No child wants that parent in the stands.

“Some parents feel they know their kid as a wrestler better than anyone else and have an insecurity that leads them to the conclusion that if they do not coach from the stands, the actual coaches will not do what is necessary to win,” says Christina Young, Membership Director for Oklahoma USA Wrestling.

Young has a 16-year-old son who has wrestled since age 4, and she remembers being that new wrestling parent in the stands. She was excited, passionate, and cheering wildly for her son. But she left the coaching to the coaches.

“You need to trust your son’s or daughter’s coaches to know them well and provide the appropriate level of coaching,” Young says. “They see them every day in practice and know what they are capable of doing. Trust the process. Some parents seem to need to coach from the stands almost just to get all the angst and nervousness out of their system. Their internal dialog comes out through loud coaching from the stands. That may help the parent feel better, but does not help the wrestler.”

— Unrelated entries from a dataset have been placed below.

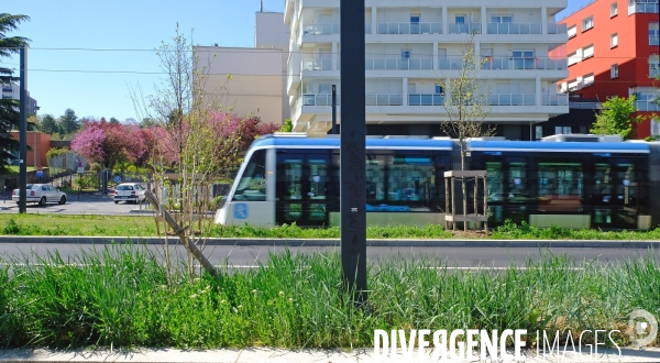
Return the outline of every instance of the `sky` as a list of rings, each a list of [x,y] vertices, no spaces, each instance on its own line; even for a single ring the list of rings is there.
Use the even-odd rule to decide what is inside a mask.
[[[38,114],[140,120],[131,89],[154,94],[165,75],[154,51],[179,31],[198,45],[254,45],[260,0],[0,0],[0,12],[30,21],[9,33],[32,40],[28,90]],[[284,11],[285,0],[263,0],[264,11]],[[560,20],[591,0],[569,0]],[[19,69],[19,56],[0,58]]]

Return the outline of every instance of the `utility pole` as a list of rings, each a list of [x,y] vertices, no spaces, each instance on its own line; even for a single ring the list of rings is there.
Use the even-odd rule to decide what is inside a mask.
[[[366,301],[364,0],[340,0],[341,264],[349,292]]]
[[[20,77],[21,86],[19,87],[19,94],[21,102],[19,110],[21,113],[20,123],[20,151],[19,151],[19,213],[24,213],[25,202],[28,199],[28,190],[25,185],[28,184],[28,51],[25,45],[21,45],[20,50]]]

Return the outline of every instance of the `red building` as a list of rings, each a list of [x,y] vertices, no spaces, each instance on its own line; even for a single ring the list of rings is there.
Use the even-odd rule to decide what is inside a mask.
[[[658,0],[595,0],[563,19],[569,42],[569,77],[558,82],[571,100],[637,96],[637,109],[650,116],[658,67]],[[658,135],[647,118],[637,125],[637,139]],[[651,125],[651,123],[653,123]]]

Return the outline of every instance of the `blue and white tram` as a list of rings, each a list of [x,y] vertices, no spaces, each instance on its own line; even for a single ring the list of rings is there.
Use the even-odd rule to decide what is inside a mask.
[[[332,135],[257,139],[216,222],[338,226],[339,146]],[[660,223],[651,208],[660,204],[660,193],[652,193],[660,170],[651,170],[660,145],[479,140],[469,150],[466,168],[488,170],[488,227],[506,219],[640,230]],[[367,136],[367,223],[443,224],[443,173],[460,168],[460,150],[450,139]],[[483,189],[477,193],[483,198]]]

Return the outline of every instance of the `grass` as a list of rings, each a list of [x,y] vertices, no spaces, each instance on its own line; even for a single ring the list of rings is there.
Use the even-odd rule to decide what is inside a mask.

Young offers these tips for parents who may find it hard to resist coaching from the stands during a match:

  • Understand your wrestler’s coach has their best interest in mind and trust that they know what they are doing.
  • Coaching from the stands is ineffective because the wrestler typically cannot even hear what is being said. Even when they can, it just means they have multiple voices competing with each other to coach. Who should the wrestler listen to? The coach, of course. So, let the coach coach. 
  • Understand that even if you could interject at the right moment and maybe alter the outcome of a particular match (unlikely), a single win is not important enough to disrupt the development process. Every great wrestler had to learn to think through positions, understand and know their own strengths and weaknesses, and learn to compete successfully relying on themselves—with the help of actual coaches, of course.

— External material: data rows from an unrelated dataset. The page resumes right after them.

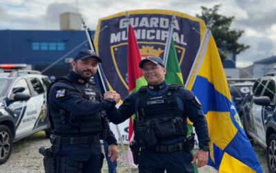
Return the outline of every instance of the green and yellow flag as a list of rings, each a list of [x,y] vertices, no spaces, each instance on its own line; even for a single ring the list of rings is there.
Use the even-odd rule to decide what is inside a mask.
[[[170,30],[172,30],[172,27],[170,27],[168,31],[169,33],[172,33],[172,32],[170,32]],[[184,87],[184,84],[183,84],[182,73],[181,72],[179,64],[178,63],[177,52],[175,51],[175,43],[172,36],[172,34],[169,34],[165,47],[164,62],[165,62],[165,66],[167,69],[167,72],[165,75],[165,80],[168,84],[181,84],[183,87]],[[190,134],[193,133],[193,123],[188,118],[187,122],[187,136],[188,136]],[[193,151],[190,151],[190,152],[193,156]],[[195,167],[196,163],[194,163],[193,165],[195,168],[195,173],[197,173],[197,168]]]

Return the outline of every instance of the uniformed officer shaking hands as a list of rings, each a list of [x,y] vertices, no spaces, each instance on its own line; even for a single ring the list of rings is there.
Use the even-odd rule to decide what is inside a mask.
[[[57,172],[101,172],[103,154],[99,139],[108,143],[111,161],[118,157],[117,140],[106,110],[120,100],[103,99],[90,81],[101,60],[90,50],[80,51],[71,62],[72,71],[56,79],[48,92],[48,108],[55,135],[50,138],[57,157]]]
[[[139,172],[194,172],[192,163],[197,160],[196,167],[200,167],[208,159],[210,138],[200,103],[192,91],[166,83],[166,69],[160,57],[146,57],[139,66],[148,86],[128,95],[118,109],[108,110],[109,119],[119,124],[135,113],[130,148]],[[110,91],[104,98],[115,95]],[[194,134],[186,137],[187,117],[193,122],[200,147],[193,158],[190,151]]]

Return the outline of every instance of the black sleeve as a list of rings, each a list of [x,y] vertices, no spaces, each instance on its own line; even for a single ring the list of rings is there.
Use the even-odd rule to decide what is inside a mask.
[[[184,111],[193,122],[199,139],[199,148],[208,147],[210,141],[206,119],[202,112],[200,102],[192,91],[186,90],[184,95]]]
[[[135,113],[135,100],[137,93],[128,95],[119,109],[114,107],[107,110],[107,114],[110,122],[115,125],[119,124],[130,118]]]
[[[58,95],[64,89],[63,95]],[[49,102],[58,104],[75,116],[95,113],[115,106],[112,99],[92,100],[83,98],[73,86],[63,82],[55,84],[50,89]]]
[[[103,127],[106,129],[106,141],[108,145],[117,145],[117,140],[115,136],[110,129],[109,121],[106,115],[103,116]]]

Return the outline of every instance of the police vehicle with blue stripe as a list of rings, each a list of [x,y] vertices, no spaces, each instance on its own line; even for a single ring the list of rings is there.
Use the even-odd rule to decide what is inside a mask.
[[[0,64],[0,165],[13,143],[41,130],[50,134],[46,91],[51,82],[39,71],[21,70],[26,67]]]
[[[258,142],[266,149],[270,172],[276,172],[275,74],[275,72],[269,73],[257,79],[253,86],[253,97],[245,100],[239,110],[248,138]]]

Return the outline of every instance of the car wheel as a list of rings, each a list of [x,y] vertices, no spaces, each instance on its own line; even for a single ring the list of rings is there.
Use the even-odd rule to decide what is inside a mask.
[[[247,127],[246,125],[246,117],[245,116],[241,116],[241,123],[242,127],[244,127],[244,131],[246,132],[246,134],[247,136],[247,138],[248,138],[249,141],[250,142],[251,145],[253,145],[254,144],[254,139],[247,133]]]
[[[266,147],[267,161],[269,172],[276,172],[276,134],[269,136]]]
[[[0,125],[0,165],[8,161],[12,152],[12,136],[10,129]]]
[[[46,134],[47,138],[50,138],[52,131],[52,128],[49,128],[49,129],[45,130],[45,134]]]

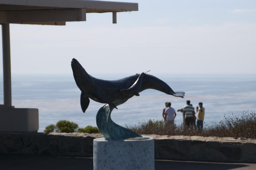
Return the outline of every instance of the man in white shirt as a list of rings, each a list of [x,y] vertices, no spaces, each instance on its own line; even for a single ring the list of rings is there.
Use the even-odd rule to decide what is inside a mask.
[[[171,102],[167,103],[167,108],[164,111],[164,120],[168,121],[167,124],[174,124],[174,119],[176,117],[176,112],[174,109],[171,107]]]

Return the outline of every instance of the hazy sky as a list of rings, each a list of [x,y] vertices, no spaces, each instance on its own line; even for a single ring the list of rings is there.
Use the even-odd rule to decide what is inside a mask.
[[[117,24],[107,13],[11,24],[12,73],[72,73],[75,57],[92,74],[256,74],[256,1],[116,1],[139,11],[117,13]]]

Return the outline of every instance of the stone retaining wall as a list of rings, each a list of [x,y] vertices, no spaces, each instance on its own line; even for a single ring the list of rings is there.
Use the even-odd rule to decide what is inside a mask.
[[[256,163],[256,140],[233,138],[150,136],[155,159]],[[100,133],[0,132],[0,154],[93,157]]]

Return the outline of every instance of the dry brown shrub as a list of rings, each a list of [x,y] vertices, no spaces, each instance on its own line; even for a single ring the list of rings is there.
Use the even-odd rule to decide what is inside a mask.
[[[238,116],[226,116],[219,123],[208,126],[204,124],[202,132],[193,126],[188,128],[183,124],[168,125],[164,121],[151,119],[140,122],[138,125],[127,128],[142,134],[161,135],[200,136],[232,137],[256,139],[256,114],[255,112],[244,111]]]

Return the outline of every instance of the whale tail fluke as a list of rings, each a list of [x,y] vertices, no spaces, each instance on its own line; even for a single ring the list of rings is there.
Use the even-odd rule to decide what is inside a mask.
[[[183,97],[185,96],[184,95],[185,92],[184,91],[176,91],[174,93],[175,93],[175,94],[173,94],[173,95],[176,97],[180,97],[183,98]]]

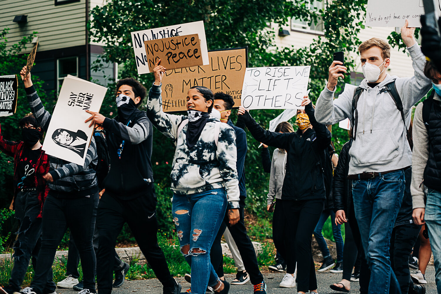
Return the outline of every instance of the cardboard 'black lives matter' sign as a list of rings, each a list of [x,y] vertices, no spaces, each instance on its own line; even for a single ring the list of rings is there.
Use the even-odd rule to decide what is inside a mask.
[[[233,97],[235,108],[240,105],[243,78],[248,65],[248,47],[211,50],[208,52],[208,65],[166,72],[162,78],[164,112],[186,111],[187,92],[194,86],[206,87],[213,93],[223,92]]]
[[[15,113],[18,89],[16,75],[0,76],[0,116],[11,115]]]
[[[159,60],[167,69],[202,65],[201,40],[198,34],[144,41],[150,72]]]

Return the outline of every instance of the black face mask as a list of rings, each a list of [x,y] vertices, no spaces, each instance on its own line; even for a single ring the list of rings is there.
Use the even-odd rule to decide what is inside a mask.
[[[40,140],[41,133],[38,130],[24,128],[22,129],[22,137],[25,144],[28,147],[32,147],[37,144]]]
[[[118,108],[118,115],[119,120],[125,122],[136,110],[136,104],[135,101],[130,99],[128,103],[124,103]]]

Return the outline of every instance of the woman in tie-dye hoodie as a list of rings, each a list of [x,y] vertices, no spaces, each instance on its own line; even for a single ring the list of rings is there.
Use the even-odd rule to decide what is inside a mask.
[[[165,68],[160,63],[153,69],[147,115],[176,146],[170,174],[172,209],[181,251],[191,266],[191,293],[204,294],[208,286],[227,293],[229,285],[216,275],[209,252],[227,206],[231,225],[239,218],[234,130],[210,116],[213,94],[205,87],[188,90],[188,116],[164,113],[161,81]]]

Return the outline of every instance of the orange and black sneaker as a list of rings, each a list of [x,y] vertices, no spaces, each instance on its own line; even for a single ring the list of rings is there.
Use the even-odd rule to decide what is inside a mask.
[[[254,294],[266,294],[266,284],[265,281],[254,285]]]

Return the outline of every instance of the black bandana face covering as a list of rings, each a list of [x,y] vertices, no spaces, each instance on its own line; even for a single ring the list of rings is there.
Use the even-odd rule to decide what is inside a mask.
[[[24,128],[22,129],[22,137],[23,141],[28,147],[32,147],[40,140],[41,133],[38,130]]]
[[[198,110],[189,110],[187,125],[187,143],[189,148],[196,145],[210,115]]]
[[[120,121],[125,122],[136,110],[136,104],[128,96],[120,94],[116,97],[116,106]]]

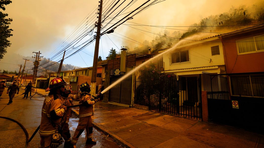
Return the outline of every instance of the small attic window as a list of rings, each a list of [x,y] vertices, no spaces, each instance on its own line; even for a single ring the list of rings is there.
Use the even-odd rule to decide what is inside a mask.
[[[217,46],[211,47],[211,52],[212,53],[212,55],[220,55],[219,46],[218,45]]]

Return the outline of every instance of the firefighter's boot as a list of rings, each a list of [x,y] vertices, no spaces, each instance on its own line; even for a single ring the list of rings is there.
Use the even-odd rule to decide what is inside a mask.
[[[96,141],[91,138],[87,139],[87,140],[86,141],[86,144],[96,144]]]

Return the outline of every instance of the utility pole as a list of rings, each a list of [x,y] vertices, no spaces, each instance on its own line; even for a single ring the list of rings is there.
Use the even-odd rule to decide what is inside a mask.
[[[19,66],[19,65],[18,65]],[[19,78],[19,76],[20,75],[20,72],[21,71],[21,67],[22,67],[22,65],[20,65],[20,69],[19,69],[19,72],[18,73],[18,74],[17,75],[17,80],[16,81],[17,83],[17,81],[18,81],[18,79]]]
[[[92,73],[91,80],[91,94],[95,95],[95,91],[96,88],[96,75],[97,74],[97,62],[98,61],[98,52],[99,51],[99,43],[100,41],[100,32],[101,30],[101,19],[102,18],[102,9],[103,0],[100,0],[100,8],[98,9],[99,14],[98,22],[97,23],[97,31],[96,32],[96,40],[95,41],[95,54],[93,56],[93,71]],[[96,24],[96,26],[97,25]]]
[[[27,61],[29,61],[29,60],[28,59],[23,59],[23,60],[25,60],[25,64],[24,64],[24,67],[23,68],[23,70],[22,70],[22,75],[21,75],[21,81],[20,82],[20,84],[19,84],[19,86],[21,86],[21,84],[22,83],[22,79],[23,78],[23,74],[24,74],[24,71],[25,70],[25,67],[26,67],[26,62],[27,62]],[[23,82],[24,82],[24,81],[23,81]]]
[[[23,79],[23,83],[24,83],[24,82],[25,82],[25,80],[26,80],[26,81],[27,81],[27,70],[28,70],[27,69],[27,73],[26,73],[25,74],[26,75],[26,78],[25,79]],[[25,75],[24,75],[24,77],[25,77]]]
[[[33,72],[33,80],[32,80],[32,83],[33,85],[35,85],[35,83],[36,79],[37,79],[37,68],[39,67],[39,58],[40,57],[43,57],[43,56],[40,57],[40,55],[41,54],[40,53],[40,51],[39,51],[39,52],[33,52],[32,53],[35,53],[36,54],[36,55],[34,55],[34,57],[32,56],[32,58],[36,58],[36,60],[34,62],[34,72]]]
[[[65,54],[65,52],[66,52],[66,50],[64,50],[64,53],[63,54],[63,56],[62,57],[62,60],[60,61],[60,66],[59,67],[58,72],[57,73],[57,77],[59,76],[60,75],[60,71],[62,70],[62,63],[63,63],[63,60],[64,59],[64,55]]]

If you know you get a bit…excited…during your child’s match, consider videotaping the match, says Clayton.

“You can often reduce your nerves by having something else to focus on, the camera,” he adds. “If you still can’t cope, have someone record the match and watch it after it happens. That way you’ll know the result and then you can evaluate the performance in a calm manner. If you have a lot of energy after your athlete comes off the mat, consider giving them time to wind down before you comment.”

Although sometimes difficult, coaches should establish boundaries (best done in a parent/coach meeting prior to a season) on how to act in the stands, during a match.

“When I coached young players, our club had a rule that from the time the parents dropped off their sons until the time that we released them after the game, we were in charge,” says Brian T. McCormick, PhD, a professional basketball coach, consultant, and clinician who runs learntocoachbasketball.com. McCormick has coached at every level of basketball—youth, high school, college and professionally. If it can happen in the stands, he has seen it.

McCormick says parents should consider this angle, next time they coach from the stands:

“Imagine that you are at your job,” McCormick says. “Do you perform better with multiple people telling you to do different things at the same time? You are an adult presumably with a higher cognitive capacity and often with greater experience performing the tasks at work. A child is developing cognitively and often has less experience, less automated skills in the sport. If you do not enjoy multiple people yelling at you at work as you try to perform a potentially simpler task, why would a child respond better when multiple people yell at him or her while he or she wrestles?”

So...

“Be a fan,” McCormick says. “Enjoy watching your son or daughter wrestle. Clap and cheer. Let the coaches coach.”

Wrestlers are emotional. Coaches are emotional. Parents are emotional. Especially during a match. Manage those emotions for six minutes. Let the coaches coach and wrestlers wrestle.

“If you can manage emotions, everyone will have a better experience through our great sport,” Clayton says.